Nobody at Goldman Sachs cares how nice of a guy you are and women don't care either ... until AFTER you have what they want. And like I said before, once you get the interview, then you pounce. You will KNOW when you get the interview.

Edited by JuneJulySeptember
Posted

The header on this post reminded me of a Smith's song.

Last night I dreamt that somebody loved me. No hope, no harm. Just another false alarm.

Not being flash in looks does make it a lot harder to build a connection with a girl or guy from the opposite side. When they are few and fair between they take on much more significance than they do for the other person, who probably thinks that you are just another friendly guy she is having a friendly chat to, and nothing more. I agree with W and HBDC, you need to try your best to work on building attraction.

Posted
I agree. This is why I'm a huge fan of PUA. Basically, you get to try a lot of different gaming styles and see which one fits you.

 

I believe that all guys that are successful with women went through this one way or another (I, personally, made friends with guys that are good and imitated them until I found my way through it.....since I didn't have a father to show me :p ).

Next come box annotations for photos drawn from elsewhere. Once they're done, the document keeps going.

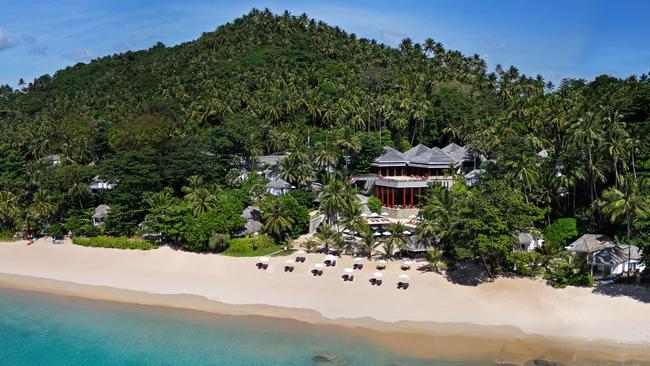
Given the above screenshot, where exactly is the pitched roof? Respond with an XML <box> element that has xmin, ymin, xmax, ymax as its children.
<box><xmin>566</xmin><ymin>234</ymin><xmax>616</xmax><ymax>253</ymax></box>
<box><xmin>411</xmin><ymin>147</ymin><xmax>454</xmax><ymax>167</ymax></box>
<box><xmin>442</xmin><ymin>142</ymin><xmax>467</xmax><ymax>163</ymax></box>
<box><xmin>373</xmin><ymin>146</ymin><xmax>407</xmax><ymax>165</ymax></box>
<box><xmin>402</xmin><ymin>144</ymin><xmax>430</xmax><ymax>161</ymax></box>
<box><xmin>594</xmin><ymin>245</ymin><xmax>641</xmax><ymax>266</ymax></box>
<box><xmin>517</xmin><ymin>233</ymin><xmax>535</xmax><ymax>245</ymax></box>
<box><xmin>266</xmin><ymin>178</ymin><xmax>291</xmax><ymax>189</ymax></box>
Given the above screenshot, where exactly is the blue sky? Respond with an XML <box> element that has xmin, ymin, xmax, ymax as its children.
<box><xmin>0</xmin><ymin>0</ymin><xmax>650</xmax><ymax>86</ymax></box>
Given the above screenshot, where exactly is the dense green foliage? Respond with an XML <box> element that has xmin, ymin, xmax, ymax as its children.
<box><xmin>0</xmin><ymin>9</ymin><xmax>650</xmax><ymax>282</ymax></box>
<box><xmin>72</xmin><ymin>236</ymin><xmax>157</xmax><ymax>250</ymax></box>
<box><xmin>544</xmin><ymin>218</ymin><xmax>578</xmax><ymax>254</ymax></box>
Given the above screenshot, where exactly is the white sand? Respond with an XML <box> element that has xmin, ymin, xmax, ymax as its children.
<box><xmin>0</xmin><ymin>241</ymin><xmax>650</xmax><ymax>349</ymax></box>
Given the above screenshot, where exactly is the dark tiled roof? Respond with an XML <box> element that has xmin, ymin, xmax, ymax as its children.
<box><xmin>375</xmin><ymin>146</ymin><xmax>407</xmax><ymax>164</ymax></box>
<box><xmin>566</xmin><ymin>234</ymin><xmax>616</xmax><ymax>253</ymax></box>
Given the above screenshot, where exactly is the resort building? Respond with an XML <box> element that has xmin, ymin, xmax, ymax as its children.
<box><xmin>89</xmin><ymin>176</ymin><xmax>117</xmax><ymax>193</ymax></box>
<box><xmin>372</xmin><ymin>143</ymin><xmax>472</xmax><ymax>217</ymax></box>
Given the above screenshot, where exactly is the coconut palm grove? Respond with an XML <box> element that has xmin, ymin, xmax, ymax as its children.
<box><xmin>0</xmin><ymin>9</ymin><xmax>650</xmax><ymax>286</ymax></box>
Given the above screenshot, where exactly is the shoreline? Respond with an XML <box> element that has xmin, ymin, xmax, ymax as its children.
<box><xmin>0</xmin><ymin>273</ymin><xmax>650</xmax><ymax>365</ymax></box>
<box><xmin>0</xmin><ymin>242</ymin><xmax>650</xmax><ymax>364</ymax></box>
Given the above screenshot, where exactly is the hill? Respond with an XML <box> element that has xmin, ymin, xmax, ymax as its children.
<box><xmin>0</xmin><ymin>9</ymin><xmax>650</xmax><ymax>264</ymax></box>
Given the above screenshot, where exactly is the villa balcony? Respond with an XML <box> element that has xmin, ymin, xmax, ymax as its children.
<box><xmin>375</xmin><ymin>175</ymin><xmax>454</xmax><ymax>188</ymax></box>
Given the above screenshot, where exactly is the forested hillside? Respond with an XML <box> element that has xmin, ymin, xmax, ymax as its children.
<box><xmin>0</xmin><ymin>10</ymin><xmax>650</xmax><ymax>272</ymax></box>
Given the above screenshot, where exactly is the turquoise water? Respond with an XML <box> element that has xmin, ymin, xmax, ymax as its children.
<box><xmin>0</xmin><ymin>289</ymin><xmax>480</xmax><ymax>366</ymax></box>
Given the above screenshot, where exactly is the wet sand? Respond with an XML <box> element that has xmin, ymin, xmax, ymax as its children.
<box><xmin>0</xmin><ymin>239</ymin><xmax>650</xmax><ymax>364</ymax></box>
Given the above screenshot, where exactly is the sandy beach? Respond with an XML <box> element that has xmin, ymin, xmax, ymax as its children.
<box><xmin>0</xmin><ymin>240</ymin><xmax>650</xmax><ymax>362</ymax></box>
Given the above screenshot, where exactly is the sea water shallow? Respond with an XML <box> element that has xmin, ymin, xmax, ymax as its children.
<box><xmin>0</xmin><ymin>289</ymin><xmax>487</xmax><ymax>366</ymax></box>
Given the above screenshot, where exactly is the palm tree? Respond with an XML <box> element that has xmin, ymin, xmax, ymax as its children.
<box><xmin>185</xmin><ymin>188</ymin><xmax>218</xmax><ymax>216</ymax></box>
<box><xmin>315</xmin><ymin>225</ymin><xmax>341</xmax><ymax>251</ymax></box>
<box><xmin>320</xmin><ymin>180</ymin><xmax>349</xmax><ymax>226</ymax></box>
<box><xmin>0</xmin><ymin>191</ymin><xmax>18</xmax><ymax>226</ymax></box>
<box><xmin>262</xmin><ymin>201</ymin><xmax>294</xmax><ymax>242</ymax></box>
<box><xmin>29</xmin><ymin>189</ymin><xmax>57</xmax><ymax>225</ymax></box>
<box><xmin>603</xmin><ymin>176</ymin><xmax>650</xmax><ymax>240</ymax></box>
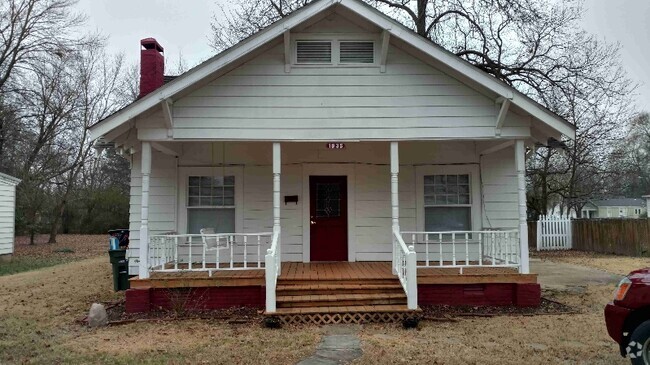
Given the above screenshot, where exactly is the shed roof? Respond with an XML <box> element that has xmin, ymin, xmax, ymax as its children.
<box><xmin>0</xmin><ymin>172</ymin><xmax>21</xmax><ymax>186</ymax></box>
<box><xmin>592</xmin><ymin>198</ymin><xmax>645</xmax><ymax>207</ymax></box>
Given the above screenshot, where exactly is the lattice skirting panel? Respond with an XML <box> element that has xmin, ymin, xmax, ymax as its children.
<box><xmin>268</xmin><ymin>311</ymin><xmax>422</xmax><ymax>325</ymax></box>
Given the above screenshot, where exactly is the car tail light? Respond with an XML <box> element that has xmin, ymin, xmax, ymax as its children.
<box><xmin>614</xmin><ymin>276</ymin><xmax>632</xmax><ymax>300</ymax></box>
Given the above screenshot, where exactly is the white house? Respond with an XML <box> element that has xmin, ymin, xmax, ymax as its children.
<box><xmin>0</xmin><ymin>173</ymin><xmax>20</xmax><ymax>258</ymax></box>
<box><xmin>90</xmin><ymin>0</ymin><xmax>575</xmax><ymax>322</ymax></box>
<box><xmin>580</xmin><ymin>198</ymin><xmax>648</xmax><ymax>218</ymax></box>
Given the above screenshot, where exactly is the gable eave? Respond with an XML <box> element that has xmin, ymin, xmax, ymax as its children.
<box><xmin>90</xmin><ymin>0</ymin><xmax>575</xmax><ymax>139</ymax></box>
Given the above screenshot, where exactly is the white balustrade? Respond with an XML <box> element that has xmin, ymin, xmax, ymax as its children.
<box><xmin>264</xmin><ymin>229</ymin><xmax>282</xmax><ymax>313</ymax></box>
<box><xmin>149</xmin><ymin>232</ymin><xmax>272</xmax><ymax>276</ymax></box>
<box><xmin>402</xmin><ymin>230</ymin><xmax>521</xmax><ymax>272</ymax></box>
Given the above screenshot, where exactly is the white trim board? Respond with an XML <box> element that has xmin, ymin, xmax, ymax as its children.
<box><xmin>302</xmin><ymin>163</ymin><xmax>357</xmax><ymax>262</ymax></box>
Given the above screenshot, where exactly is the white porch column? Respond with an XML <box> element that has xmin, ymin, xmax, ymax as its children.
<box><xmin>390</xmin><ymin>142</ymin><xmax>399</xmax><ymax>229</ymax></box>
<box><xmin>515</xmin><ymin>139</ymin><xmax>530</xmax><ymax>274</ymax></box>
<box><xmin>273</xmin><ymin>142</ymin><xmax>282</xmax><ymax>268</ymax></box>
<box><xmin>138</xmin><ymin>141</ymin><xmax>151</xmax><ymax>279</ymax></box>
<box><xmin>390</xmin><ymin>142</ymin><xmax>399</xmax><ymax>274</ymax></box>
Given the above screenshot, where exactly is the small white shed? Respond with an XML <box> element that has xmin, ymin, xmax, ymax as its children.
<box><xmin>0</xmin><ymin>173</ymin><xmax>20</xmax><ymax>258</ymax></box>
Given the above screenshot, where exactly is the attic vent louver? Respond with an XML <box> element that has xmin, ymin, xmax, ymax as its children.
<box><xmin>340</xmin><ymin>42</ymin><xmax>375</xmax><ymax>63</ymax></box>
<box><xmin>296</xmin><ymin>42</ymin><xmax>332</xmax><ymax>63</ymax></box>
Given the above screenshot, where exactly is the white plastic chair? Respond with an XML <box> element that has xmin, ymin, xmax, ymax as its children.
<box><xmin>199</xmin><ymin>228</ymin><xmax>230</xmax><ymax>270</ymax></box>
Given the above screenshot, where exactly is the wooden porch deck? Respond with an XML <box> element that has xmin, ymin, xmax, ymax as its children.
<box><xmin>131</xmin><ymin>262</ymin><xmax>537</xmax><ymax>288</ymax></box>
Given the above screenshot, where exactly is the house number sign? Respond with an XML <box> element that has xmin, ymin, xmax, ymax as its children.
<box><xmin>327</xmin><ymin>142</ymin><xmax>345</xmax><ymax>150</ymax></box>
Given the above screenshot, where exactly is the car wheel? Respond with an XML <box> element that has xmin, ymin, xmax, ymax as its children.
<box><xmin>625</xmin><ymin>321</ymin><xmax>650</xmax><ymax>365</ymax></box>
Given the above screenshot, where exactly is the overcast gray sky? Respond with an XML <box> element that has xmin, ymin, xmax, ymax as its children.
<box><xmin>78</xmin><ymin>0</ymin><xmax>650</xmax><ymax>111</ymax></box>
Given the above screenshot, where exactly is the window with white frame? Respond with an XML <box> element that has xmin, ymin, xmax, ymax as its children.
<box><xmin>187</xmin><ymin>176</ymin><xmax>235</xmax><ymax>234</ymax></box>
<box><xmin>424</xmin><ymin>174</ymin><xmax>472</xmax><ymax>232</ymax></box>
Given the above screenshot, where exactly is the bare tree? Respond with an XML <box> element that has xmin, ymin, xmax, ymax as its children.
<box><xmin>49</xmin><ymin>47</ymin><xmax>124</xmax><ymax>243</ymax></box>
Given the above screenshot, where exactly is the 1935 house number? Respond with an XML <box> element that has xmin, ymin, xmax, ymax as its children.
<box><xmin>327</xmin><ymin>142</ymin><xmax>345</xmax><ymax>150</ymax></box>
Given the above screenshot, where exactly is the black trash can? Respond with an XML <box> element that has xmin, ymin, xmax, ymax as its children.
<box><xmin>108</xmin><ymin>250</ymin><xmax>129</xmax><ymax>291</ymax></box>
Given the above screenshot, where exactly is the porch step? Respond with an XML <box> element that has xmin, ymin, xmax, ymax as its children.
<box><xmin>277</xmin><ymin>292</ymin><xmax>406</xmax><ymax>308</ymax></box>
<box><xmin>276</xmin><ymin>282</ymin><xmax>404</xmax><ymax>296</ymax></box>
<box><xmin>264</xmin><ymin>305</ymin><xmax>422</xmax><ymax>325</ymax></box>
<box><xmin>264</xmin><ymin>304</ymin><xmax>422</xmax><ymax>316</ymax></box>
<box><xmin>278</xmin><ymin>277</ymin><xmax>399</xmax><ymax>286</ymax></box>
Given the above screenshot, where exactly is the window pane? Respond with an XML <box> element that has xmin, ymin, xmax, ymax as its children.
<box><xmin>187</xmin><ymin>208</ymin><xmax>235</xmax><ymax>234</ymax></box>
<box><xmin>223</xmin><ymin>187</ymin><xmax>235</xmax><ymax>197</ymax></box>
<box><xmin>424</xmin><ymin>174</ymin><xmax>470</xmax><ymax>206</ymax></box>
<box><xmin>189</xmin><ymin>176</ymin><xmax>201</xmax><ymax>186</ymax></box>
<box><xmin>424</xmin><ymin>207</ymin><xmax>471</xmax><ymax>232</ymax></box>
<box><xmin>458</xmin><ymin>194</ymin><xmax>469</xmax><ymax>204</ymax></box>
<box><xmin>187</xmin><ymin>176</ymin><xmax>235</xmax><ymax>207</ymax></box>
<box><xmin>316</xmin><ymin>183</ymin><xmax>341</xmax><ymax>217</ymax></box>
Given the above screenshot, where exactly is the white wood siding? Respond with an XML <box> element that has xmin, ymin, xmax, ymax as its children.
<box><xmin>0</xmin><ymin>182</ymin><xmax>16</xmax><ymax>255</ymax></box>
<box><xmin>127</xmin><ymin>150</ymin><xmax>177</xmax><ymax>275</ymax></box>
<box><xmin>481</xmin><ymin>147</ymin><xmax>519</xmax><ymax>229</ymax></box>
<box><xmin>129</xmin><ymin>141</ymin><xmax>518</xmax><ymax>274</ymax></box>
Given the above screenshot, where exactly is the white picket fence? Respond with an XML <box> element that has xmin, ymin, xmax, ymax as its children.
<box><xmin>537</xmin><ymin>215</ymin><xmax>573</xmax><ymax>251</ymax></box>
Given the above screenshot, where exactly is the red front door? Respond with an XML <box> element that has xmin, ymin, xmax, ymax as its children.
<box><xmin>309</xmin><ymin>176</ymin><xmax>348</xmax><ymax>261</ymax></box>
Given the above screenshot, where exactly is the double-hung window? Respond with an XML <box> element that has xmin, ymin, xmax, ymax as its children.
<box><xmin>187</xmin><ymin>176</ymin><xmax>235</xmax><ymax>234</ymax></box>
<box><xmin>424</xmin><ymin>174</ymin><xmax>472</xmax><ymax>232</ymax></box>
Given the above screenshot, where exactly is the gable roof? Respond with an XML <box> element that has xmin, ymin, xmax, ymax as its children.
<box><xmin>90</xmin><ymin>0</ymin><xmax>575</xmax><ymax>139</ymax></box>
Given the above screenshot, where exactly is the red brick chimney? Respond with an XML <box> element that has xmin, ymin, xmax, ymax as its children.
<box><xmin>138</xmin><ymin>38</ymin><xmax>165</xmax><ymax>98</ymax></box>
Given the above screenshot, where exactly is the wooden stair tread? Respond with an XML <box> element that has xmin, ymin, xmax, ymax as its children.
<box><xmin>277</xmin><ymin>293</ymin><xmax>406</xmax><ymax>303</ymax></box>
<box><xmin>264</xmin><ymin>304</ymin><xmax>422</xmax><ymax>316</ymax></box>
<box><xmin>277</xmin><ymin>282</ymin><xmax>402</xmax><ymax>291</ymax></box>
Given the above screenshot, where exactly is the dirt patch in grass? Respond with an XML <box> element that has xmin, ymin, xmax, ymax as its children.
<box><xmin>355</xmin><ymin>285</ymin><xmax>629</xmax><ymax>365</ymax></box>
<box><xmin>14</xmin><ymin>234</ymin><xmax>108</xmax><ymax>262</ymax></box>
<box><xmin>421</xmin><ymin>298</ymin><xmax>578</xmax><ymax>320</ymax></box>
<box><xmin>0</xmin><ymin>257</ymin><xmax>320</xmax><ymax>364</ymax></box>
<box><xmin>0</xmin><ymin>235</ymin><xmax>108</xmax><ymax>276</ymax></box>
<box><xmin>531</xmin><ymin>250</ymin><xmax>650</xmax><ymax>275</ymax></box>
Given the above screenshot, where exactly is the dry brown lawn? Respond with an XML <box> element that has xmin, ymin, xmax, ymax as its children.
<box><xmin>532</xmin><ymin>250</ymin><xmax>650</xmax><ymax>275</ymax></box>
<box><xmin>14</xmin><ymin>234</ymin><xmax>108</xmax><ymax>260</ymax></box>
<box><xmin>0</xmin><ymin>237</ymin><xmax>627</xmax><ymax>364</ymax></box>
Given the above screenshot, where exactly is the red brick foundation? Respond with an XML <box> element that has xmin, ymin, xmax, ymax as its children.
<box><xmin>125</xmin><ymin>283</ymin><xmax>541</xmax><ymax>313</ymax></box>
<box><xmin>125</xmin><ymin>286</ymin><xmax>266</xmax><ymax>313</ymax></box>
<box><xmin>418</xmin><ymin>283</ymin><xmax>542</xmax><ymax>307</ymax></box>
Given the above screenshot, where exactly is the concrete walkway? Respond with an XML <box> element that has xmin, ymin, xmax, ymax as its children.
<box><xmin>530</xmin><ymin>259</ymin><xmax>621</xmax><ymax>292</ymax></box>
<box><xmin>298</xmin><ymin>324</ymin><xmax>362</xmax><ymax>365</ymax></box>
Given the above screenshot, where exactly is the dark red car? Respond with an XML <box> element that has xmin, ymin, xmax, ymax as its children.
<box><xmin>605</xmin><ymin>268</ymin><xmax>650</xmax><ymax>365</ymax></box>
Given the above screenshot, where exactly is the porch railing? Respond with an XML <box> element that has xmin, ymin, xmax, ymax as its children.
<box><xmin>264</xmin><ymin>229</ymin><xmax>282</xmax><ymax>313</ymax></box>
<box><xmin>402</xmin><ymin>230</ymin><xmax>521</xmax><ymax>273</ymax></box>
<box><xmin>393</xmin><ymin>228</ymin><xmax>418</xmax><ymax>309</ymax></box>
<box><xmin>149</xmin><ymin>232</ymin><xmax>271</xmax><ymax>276</ymax></box>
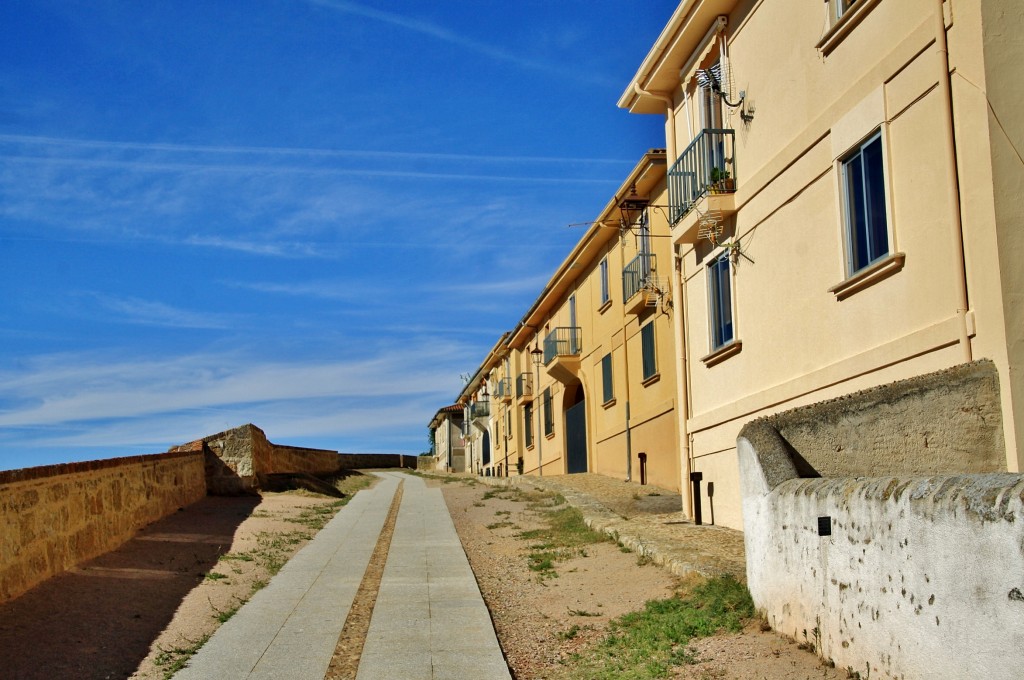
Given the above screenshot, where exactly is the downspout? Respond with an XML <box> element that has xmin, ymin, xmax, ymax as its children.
<box><xmin>618</xmin><ymin>230</ymin><xmax>633</xmax><ymax>481</ymax></box>
<box><xmin>672</xmin><ymin>245</ymin><xmax>693</xmax><ymax>518</ymax></box>
<box><xmin>935</xmin><ymin>0</ymin><xmax>973</xmax><ymax>363</ymax></box>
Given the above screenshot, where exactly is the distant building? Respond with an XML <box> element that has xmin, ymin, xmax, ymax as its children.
<box><xmin>429</xmin><ymin>403</ymin><xmax>466</xmax><ymax>472</ymax></box>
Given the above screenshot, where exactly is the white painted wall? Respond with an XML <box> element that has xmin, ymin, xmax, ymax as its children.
<box><xmin>737</xmin><ymin>424</ymin><xmax>1024</xmax><ymax>680</ymax></box>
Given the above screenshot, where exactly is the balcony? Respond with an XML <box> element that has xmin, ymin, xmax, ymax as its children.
<box><xmin>495</xmin><ymin>378</ymin><xmax>512</xmax><ymax>403</ymax></box>
<box><xmin>623</xmin><ymin>253</ymin><xmax>665</xmax><ymax>314</ymax></box>
<box><xmin>515</xmin><ymin>373</ymin><xmax>534</xmax><ymax>403</ymax></box>
<box><xmin>469</xmin><ymin>401</ymin><xmax>490</xmax><ymax>420</ymax></box>
<box><xmin>669</xmin><ymin>129</ymin><xmax>736</xmax><ymax>243</ymax></box>
<box><xmin>544</xmin><ymin>326</ymin><xmax>583</xmax><ymax>383</ymax></box>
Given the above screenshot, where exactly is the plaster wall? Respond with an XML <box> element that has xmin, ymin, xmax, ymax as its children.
<box><xmin>738</xmin><ymin>437</ymin><xmax>1024</xmax><ymax>679</ymax></box>
<box><xmin>0</xmin><ymin>451</ymin><xmax>206</xmax><ymax>602</ymax></box>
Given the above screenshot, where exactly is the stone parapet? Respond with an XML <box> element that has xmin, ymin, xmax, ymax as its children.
<box><xmin>0</xmin><ymin>450</ymin><xmax>206</xmax><ymax>602</ymax></box>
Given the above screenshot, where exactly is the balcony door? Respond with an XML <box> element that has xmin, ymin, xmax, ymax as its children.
<box><xmin>697</xmin><ymin>71</ymin><xmax>725</xmax><ymax>177</ymax></box>
<box><xmin>565</xmin><ymin>384</ymin><xmax>587</xmax><ymax>474</ymax></box>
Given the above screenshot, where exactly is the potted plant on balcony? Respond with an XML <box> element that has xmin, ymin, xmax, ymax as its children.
<box><xmin>709</xmin><ymin>166</ymin><xmax>736</xmax><ymax>194</ymax></box>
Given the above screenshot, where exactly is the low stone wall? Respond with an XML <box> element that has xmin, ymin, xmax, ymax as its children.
<box><xmin>764</xmin><ymin>360</ymin><xmax>1007</xmax><ymax>477</ymax></box>
<box><xmin>171</xmin><ymin>423</ymin><xmax>340</xmax><ymax>496</ymax></box>
<box><xmin>737</xmin><ymin>367</ymin><xmax>1024</xmax><ymax>679</ymax></box>
<box><xmin>338</xmin><ymin>454</ymin><xmax>419</xmax><ymax>470</ymax></box>
<box><xmin>270</xmin><ymin>444</ymin><xmax>341</xmax><ymax>475</ymax></box>
<box><xmin>0</xmin><ymin>451</ymin><xmax>206</xmax><ymax>602</ymax></box>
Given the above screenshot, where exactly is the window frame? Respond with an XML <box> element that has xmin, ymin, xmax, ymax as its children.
<box><xmin>837</xmin><ymin>128</ymin><xmax>894</xmax><ymax>279</ymax></box>
<box><xmin>706</xmin><ymin>250</ymin><xmax>736</xmax><ymax>354</ymax></box>
<box><xmin>522</xmin><ymin>401</ymin><xmax>534</xmax><ymax>449</ymax></box>
<box><xmin>598</xmin><ymin>255</ymin><xmax>611</xmax><ymax>306</ymax></box>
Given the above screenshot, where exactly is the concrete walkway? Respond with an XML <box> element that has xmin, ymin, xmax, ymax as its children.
<box><xmin>174</xmin><ymin>472</ymin><xmax>510</xmax><ymax>680</ymax></box>
<box><xmin>356</xmin><ymin>473</ymin><xmax>511</xmax><ymax>680</ymax></box>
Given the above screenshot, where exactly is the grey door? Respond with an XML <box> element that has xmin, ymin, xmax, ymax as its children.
<box><xmin>565</xmin><ymin>401</ymin><xmax>587</xmax><ymax>474</ymax></box>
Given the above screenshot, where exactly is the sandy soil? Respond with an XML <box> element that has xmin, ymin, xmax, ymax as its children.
<box><xmin>434</xmin><ymin>475</ymin><xmax>847</xmax><ymax>680</ymax></box>
<box><xmin>0</xmin><ymin>475</ymin><xmax>368</xmax><ymax>680</ymax></box>
<box><xmin>0</xmin><ymin>479</ymin><xmax>847</xmax><ymax>680</ymax></box>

So which method works for quickly forgotten, average to below average looking guys who don't have a charming bone in their body?

Posted
So which method works for quickly forgotten, average to below average looking guys who don't have a charming bone in their body?

 

You're plenty charming. You're pretty funny too.

 

Just all about numbers.

 

PUA? Pfft. Don't make me laugh.

 

I've said it once and I'll say it again. All the women I've had, I've gotten when they've known virtually nothing about me.

 

I'd say you've run into a brick wall where the women you are interested in aren't into you, and the women who would give you a shot, you aren't into.

 

So, either make a choice, or play more numbers.

Posted
You're plenty charming. You're pretty funny too.

 

Just all about numbers.

 

PUA? Pfft. Don't make me laugh.

 

I've said it once and I'll say it again. All the women I've had, I've gotten when they've known virtually nothing about me.

 

I'd say you've run into a brick wall where the women you are interested in aren't into you, and the women who would give you a shot, you aren't into.

 

So, either make a choice, or play more numbers.

I am playing the numbers.

 

This month alone I've crossed four girls I was somewhat interested in off my list. That was one solid rejection and two turned out to have a boyfriend when I did a little digging. The last one I know is single but she's cold to me now.

 

It's really depressing to keep crossing off girls that I think are fun and have a look I like. I don't want to date a girl just because she has a vagina and everything else about her is ho hum.

Posted
So which method works for quickly forgotten, average to below average looking guys who don't have a charming bone in their body?

 

There are very few posters on this forum that I believe get girls IRL.

 

Read everything that Mr. Castle, Barnacle-Bob, and, especially, TheWholigan write.

 

Advice from guys that started where you are....and are currently where you want to be....is worth it's weight in gold.

 

Also, Google search "how to get girls." Experiment with different things and have fun with it. That's how you develop you're own style.